Afbeelding
Foto: Nikki Barten

Deze week: Familie Wagner

Redacteur: Jac Babin

Voor de meeste Lieshoutenaren ligt het woonwagenkampje aan de Schutsstraat er al sinds mensenheugenis. Toch is dat niet zo. Witte gij 't nog wanneer de Sinti-familie Wagner daar is neergestreken? De MooiLaarbeekKrant dook in het Lieshoutse gemeentearchief en sprak daarnaast met August Wagner, 71 jaar en woordvoerder van de familie.

Een eerste kennismaking

Het kampje telt 8 wagens en ligt aan de rand van de bebouwde kom. Er is weinig bedrijvigheid te zien als De MooiLaarbeekKrant zich meldt. Er staan auto's en caravans geparkeerd, daar tussen scharrelen wat kippen rond. Aangeklopt bij de eerste wagen, is het Maria die opendoet: "Nee, zij weet ook niets over de geschiedenis van dit kampje en haar man is momenteel ziek, maar drie wagens verder ..." Drie wagens verder vertelt een vriendelijke man dat hij het zich allemaal niet meer kan herinneren, maar twee wagens terug ... Voor wagen twee staat een wat oudere man een sigaretje te roken. "Kom maar binnen", zegt hij vriendelijk. "Guusje moet het weer opknappen!"

Sinti

Guusje is met zijn grijze haren en gesoigneerd streepsnorretje een markant figuur en een gemoedelijke verteller. Het Sintivolk is afkomstig uit het grensgebied van India en Pakistan. Hun taal toont overeenkomsten met de talen die daar gesproken worden. Al reizende en trekkende bereikten de Sinti Europa. Onderweg leefden ze van hetgeen de natuur hen bood. Ze hadden beroepen als stoelenmatter, ketellapper, scharenslijper of handelaar. Ze maakten rond een kampvuur graag onstuimige muziek. "Het reizen en trekken zit nog steeds in ons bloed", zucht August. "Maar het mag niet meer van de overheid."

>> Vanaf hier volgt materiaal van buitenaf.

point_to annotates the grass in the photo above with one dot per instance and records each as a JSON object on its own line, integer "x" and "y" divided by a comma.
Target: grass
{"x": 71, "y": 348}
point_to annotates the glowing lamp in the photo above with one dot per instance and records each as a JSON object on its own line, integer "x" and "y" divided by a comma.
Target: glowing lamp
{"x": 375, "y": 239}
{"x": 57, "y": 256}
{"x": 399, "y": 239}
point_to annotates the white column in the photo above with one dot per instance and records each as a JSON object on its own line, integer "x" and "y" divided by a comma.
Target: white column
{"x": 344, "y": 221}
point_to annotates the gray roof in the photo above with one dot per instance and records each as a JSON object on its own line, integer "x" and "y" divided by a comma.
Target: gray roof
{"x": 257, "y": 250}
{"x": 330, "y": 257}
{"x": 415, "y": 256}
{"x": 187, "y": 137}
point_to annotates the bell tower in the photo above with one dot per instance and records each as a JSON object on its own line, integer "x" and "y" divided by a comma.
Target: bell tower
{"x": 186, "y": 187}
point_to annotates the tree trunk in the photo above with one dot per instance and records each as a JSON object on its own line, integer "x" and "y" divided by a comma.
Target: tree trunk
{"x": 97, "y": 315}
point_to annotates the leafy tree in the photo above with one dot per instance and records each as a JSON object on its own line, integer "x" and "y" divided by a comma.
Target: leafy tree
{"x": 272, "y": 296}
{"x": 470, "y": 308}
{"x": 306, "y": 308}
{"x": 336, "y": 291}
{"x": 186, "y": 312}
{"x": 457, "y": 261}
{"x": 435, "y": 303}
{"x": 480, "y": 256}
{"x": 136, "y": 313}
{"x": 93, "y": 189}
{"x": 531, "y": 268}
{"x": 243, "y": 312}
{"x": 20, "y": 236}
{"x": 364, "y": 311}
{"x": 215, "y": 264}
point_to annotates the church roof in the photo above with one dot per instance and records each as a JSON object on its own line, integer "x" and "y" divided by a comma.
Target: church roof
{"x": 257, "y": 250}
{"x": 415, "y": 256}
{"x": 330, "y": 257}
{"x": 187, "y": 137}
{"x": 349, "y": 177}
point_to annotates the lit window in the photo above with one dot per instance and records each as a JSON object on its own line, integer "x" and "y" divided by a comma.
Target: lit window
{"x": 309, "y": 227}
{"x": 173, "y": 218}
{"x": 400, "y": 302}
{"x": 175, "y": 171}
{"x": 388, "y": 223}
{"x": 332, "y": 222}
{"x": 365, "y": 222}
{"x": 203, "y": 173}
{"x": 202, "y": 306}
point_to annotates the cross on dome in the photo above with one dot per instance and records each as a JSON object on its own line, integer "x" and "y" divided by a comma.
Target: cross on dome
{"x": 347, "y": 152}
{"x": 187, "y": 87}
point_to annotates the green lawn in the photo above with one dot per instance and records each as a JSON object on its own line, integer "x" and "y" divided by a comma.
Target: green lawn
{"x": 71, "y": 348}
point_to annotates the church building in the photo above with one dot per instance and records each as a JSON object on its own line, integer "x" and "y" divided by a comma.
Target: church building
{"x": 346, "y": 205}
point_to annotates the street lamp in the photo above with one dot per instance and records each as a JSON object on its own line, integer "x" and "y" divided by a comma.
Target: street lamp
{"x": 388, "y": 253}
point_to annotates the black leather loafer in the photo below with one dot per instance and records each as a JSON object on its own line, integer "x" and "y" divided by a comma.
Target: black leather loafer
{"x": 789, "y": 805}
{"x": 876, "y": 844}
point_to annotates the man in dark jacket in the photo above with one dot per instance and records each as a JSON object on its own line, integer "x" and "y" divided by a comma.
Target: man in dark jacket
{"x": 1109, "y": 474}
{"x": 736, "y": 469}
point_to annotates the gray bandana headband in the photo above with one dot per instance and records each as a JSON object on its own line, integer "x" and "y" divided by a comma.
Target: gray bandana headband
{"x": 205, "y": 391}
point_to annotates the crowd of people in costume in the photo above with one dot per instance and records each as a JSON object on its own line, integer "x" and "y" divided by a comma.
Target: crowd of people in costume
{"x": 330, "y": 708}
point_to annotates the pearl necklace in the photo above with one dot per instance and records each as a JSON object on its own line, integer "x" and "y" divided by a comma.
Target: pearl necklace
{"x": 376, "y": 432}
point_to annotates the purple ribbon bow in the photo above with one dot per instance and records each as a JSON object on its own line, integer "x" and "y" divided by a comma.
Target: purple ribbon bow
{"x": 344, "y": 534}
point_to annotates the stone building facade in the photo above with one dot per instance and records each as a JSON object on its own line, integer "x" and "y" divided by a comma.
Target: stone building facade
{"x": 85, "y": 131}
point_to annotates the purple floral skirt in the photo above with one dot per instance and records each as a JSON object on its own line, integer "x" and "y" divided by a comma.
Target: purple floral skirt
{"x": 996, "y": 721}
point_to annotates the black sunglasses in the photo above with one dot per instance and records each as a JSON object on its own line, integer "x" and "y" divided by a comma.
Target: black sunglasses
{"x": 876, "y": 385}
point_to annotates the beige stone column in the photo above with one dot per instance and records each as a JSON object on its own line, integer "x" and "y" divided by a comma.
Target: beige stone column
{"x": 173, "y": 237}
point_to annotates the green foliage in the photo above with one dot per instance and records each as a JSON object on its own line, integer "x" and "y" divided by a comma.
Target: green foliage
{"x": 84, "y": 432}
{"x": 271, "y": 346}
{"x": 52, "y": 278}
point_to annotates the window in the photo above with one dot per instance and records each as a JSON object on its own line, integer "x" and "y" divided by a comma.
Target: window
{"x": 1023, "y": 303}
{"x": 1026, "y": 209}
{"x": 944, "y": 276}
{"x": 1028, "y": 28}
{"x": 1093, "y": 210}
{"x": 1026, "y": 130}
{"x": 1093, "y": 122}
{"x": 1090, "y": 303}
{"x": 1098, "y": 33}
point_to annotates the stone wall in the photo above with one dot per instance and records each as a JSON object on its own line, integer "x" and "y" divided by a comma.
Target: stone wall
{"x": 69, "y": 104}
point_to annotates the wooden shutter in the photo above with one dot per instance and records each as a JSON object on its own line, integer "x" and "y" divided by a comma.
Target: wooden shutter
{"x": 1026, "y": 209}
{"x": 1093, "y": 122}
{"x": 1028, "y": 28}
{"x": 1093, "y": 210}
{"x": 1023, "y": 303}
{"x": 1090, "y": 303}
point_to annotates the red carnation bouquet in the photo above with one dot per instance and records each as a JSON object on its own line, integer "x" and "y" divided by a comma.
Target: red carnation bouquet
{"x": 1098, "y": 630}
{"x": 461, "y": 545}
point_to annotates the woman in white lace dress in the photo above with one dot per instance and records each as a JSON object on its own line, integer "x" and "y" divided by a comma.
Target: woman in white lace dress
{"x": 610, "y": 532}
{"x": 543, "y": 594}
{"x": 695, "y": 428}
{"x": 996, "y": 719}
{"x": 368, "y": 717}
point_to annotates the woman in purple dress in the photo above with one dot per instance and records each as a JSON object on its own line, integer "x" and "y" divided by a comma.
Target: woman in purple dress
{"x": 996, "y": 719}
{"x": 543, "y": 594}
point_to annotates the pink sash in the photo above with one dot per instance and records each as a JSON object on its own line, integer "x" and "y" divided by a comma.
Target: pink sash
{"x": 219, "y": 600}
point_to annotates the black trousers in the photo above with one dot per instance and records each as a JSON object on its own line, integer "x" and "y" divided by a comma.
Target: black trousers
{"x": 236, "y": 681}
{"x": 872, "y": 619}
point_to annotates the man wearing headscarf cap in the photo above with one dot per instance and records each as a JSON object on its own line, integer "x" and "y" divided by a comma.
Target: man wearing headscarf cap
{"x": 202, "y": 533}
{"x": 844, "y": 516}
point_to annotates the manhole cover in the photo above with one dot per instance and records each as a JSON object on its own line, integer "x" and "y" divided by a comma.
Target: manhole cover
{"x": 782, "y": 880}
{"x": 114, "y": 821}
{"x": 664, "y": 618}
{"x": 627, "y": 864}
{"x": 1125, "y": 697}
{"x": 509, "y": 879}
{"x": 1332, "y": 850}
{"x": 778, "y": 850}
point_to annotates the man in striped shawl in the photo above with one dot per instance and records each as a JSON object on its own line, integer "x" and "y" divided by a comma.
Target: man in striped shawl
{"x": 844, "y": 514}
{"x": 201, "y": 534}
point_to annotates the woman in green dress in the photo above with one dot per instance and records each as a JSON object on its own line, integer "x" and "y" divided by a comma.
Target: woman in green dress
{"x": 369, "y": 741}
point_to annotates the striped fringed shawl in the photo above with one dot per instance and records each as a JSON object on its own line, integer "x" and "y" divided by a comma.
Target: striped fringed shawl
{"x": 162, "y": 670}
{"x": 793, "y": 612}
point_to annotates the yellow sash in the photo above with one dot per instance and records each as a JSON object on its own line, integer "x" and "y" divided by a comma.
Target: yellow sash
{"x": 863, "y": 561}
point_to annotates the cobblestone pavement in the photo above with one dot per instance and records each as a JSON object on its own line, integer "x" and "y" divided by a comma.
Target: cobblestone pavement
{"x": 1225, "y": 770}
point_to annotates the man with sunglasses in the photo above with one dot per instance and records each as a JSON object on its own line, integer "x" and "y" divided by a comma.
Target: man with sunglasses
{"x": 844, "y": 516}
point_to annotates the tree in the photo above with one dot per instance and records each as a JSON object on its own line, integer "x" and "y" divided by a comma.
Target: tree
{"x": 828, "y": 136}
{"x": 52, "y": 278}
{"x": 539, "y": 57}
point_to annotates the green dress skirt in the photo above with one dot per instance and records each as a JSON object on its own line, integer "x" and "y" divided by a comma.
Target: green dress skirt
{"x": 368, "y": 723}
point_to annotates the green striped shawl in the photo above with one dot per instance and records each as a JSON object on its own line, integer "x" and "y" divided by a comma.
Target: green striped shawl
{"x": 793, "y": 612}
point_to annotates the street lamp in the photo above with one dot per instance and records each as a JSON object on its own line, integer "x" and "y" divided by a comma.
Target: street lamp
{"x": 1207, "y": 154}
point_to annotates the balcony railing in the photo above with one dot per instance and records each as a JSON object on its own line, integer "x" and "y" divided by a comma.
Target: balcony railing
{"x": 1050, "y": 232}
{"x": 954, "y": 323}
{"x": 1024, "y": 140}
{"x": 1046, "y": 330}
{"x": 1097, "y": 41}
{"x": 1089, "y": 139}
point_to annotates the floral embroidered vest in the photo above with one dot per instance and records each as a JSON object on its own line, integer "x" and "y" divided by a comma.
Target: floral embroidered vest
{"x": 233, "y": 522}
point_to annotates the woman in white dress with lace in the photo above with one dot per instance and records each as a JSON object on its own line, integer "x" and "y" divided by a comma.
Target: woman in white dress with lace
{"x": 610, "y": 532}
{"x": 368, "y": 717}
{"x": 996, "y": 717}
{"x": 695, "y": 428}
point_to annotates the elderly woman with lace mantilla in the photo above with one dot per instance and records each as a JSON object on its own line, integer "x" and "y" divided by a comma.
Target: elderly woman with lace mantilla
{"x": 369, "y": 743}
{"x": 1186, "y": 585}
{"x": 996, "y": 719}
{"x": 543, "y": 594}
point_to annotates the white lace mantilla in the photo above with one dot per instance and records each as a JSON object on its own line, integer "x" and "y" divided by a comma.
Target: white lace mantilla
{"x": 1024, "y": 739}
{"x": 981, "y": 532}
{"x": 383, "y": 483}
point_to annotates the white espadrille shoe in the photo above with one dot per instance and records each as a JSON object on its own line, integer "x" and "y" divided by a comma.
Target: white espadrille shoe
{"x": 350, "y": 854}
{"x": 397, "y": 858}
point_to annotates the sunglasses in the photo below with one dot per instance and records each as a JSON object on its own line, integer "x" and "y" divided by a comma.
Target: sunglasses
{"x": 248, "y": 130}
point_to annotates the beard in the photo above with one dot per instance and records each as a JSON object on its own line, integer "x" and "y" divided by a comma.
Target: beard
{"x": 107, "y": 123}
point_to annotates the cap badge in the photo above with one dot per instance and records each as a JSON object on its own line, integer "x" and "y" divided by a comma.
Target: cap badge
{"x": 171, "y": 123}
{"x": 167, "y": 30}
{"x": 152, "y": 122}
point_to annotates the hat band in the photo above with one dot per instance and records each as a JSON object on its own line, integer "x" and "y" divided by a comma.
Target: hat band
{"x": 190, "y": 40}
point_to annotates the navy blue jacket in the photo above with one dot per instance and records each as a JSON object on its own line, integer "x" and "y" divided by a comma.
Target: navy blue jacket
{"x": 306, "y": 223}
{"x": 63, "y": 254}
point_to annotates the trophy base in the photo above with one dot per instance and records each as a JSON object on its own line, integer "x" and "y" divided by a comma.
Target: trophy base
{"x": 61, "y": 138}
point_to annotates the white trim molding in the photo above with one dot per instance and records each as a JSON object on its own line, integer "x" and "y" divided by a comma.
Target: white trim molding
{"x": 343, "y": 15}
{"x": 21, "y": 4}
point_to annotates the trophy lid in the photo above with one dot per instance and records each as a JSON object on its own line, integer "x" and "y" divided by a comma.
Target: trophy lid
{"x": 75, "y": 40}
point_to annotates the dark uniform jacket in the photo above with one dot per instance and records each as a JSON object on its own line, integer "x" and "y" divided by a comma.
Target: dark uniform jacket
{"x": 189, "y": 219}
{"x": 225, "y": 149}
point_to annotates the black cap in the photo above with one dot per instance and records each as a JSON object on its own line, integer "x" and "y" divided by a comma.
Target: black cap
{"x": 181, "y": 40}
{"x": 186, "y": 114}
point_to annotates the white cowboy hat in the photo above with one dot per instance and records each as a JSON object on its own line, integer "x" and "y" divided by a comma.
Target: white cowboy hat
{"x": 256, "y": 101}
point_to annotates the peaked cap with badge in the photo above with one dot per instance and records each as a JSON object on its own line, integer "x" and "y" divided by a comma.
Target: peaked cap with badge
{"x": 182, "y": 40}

Toch heeft het Sinti-volk een aantal tradities weten te behouden. Een heel mooie traditie is de manier waarop een jongen en een meisje trouwen. "Wij noemen dat weglopen", lacht Guusje. Een jongen en een meisje lopen één nacht weg van huis. Bij terugkomst zijn ze voor het thuisfront getrouwd. Zo simpel is dat! Verder staat bij de Sinti het familieleven hoog in het vaandel. "Heb je ooit een Sinti in een bejaardenhuis gezien?", vraagt Guusje. "Nee dus", zo geeft hij zelf het antwoord. "Sinti's zorgen tot op het laatst voor hun ouders. En zeg vooral nooit 'zigeuner' tegen een Sinti. Het is voor hem een scheldwoord."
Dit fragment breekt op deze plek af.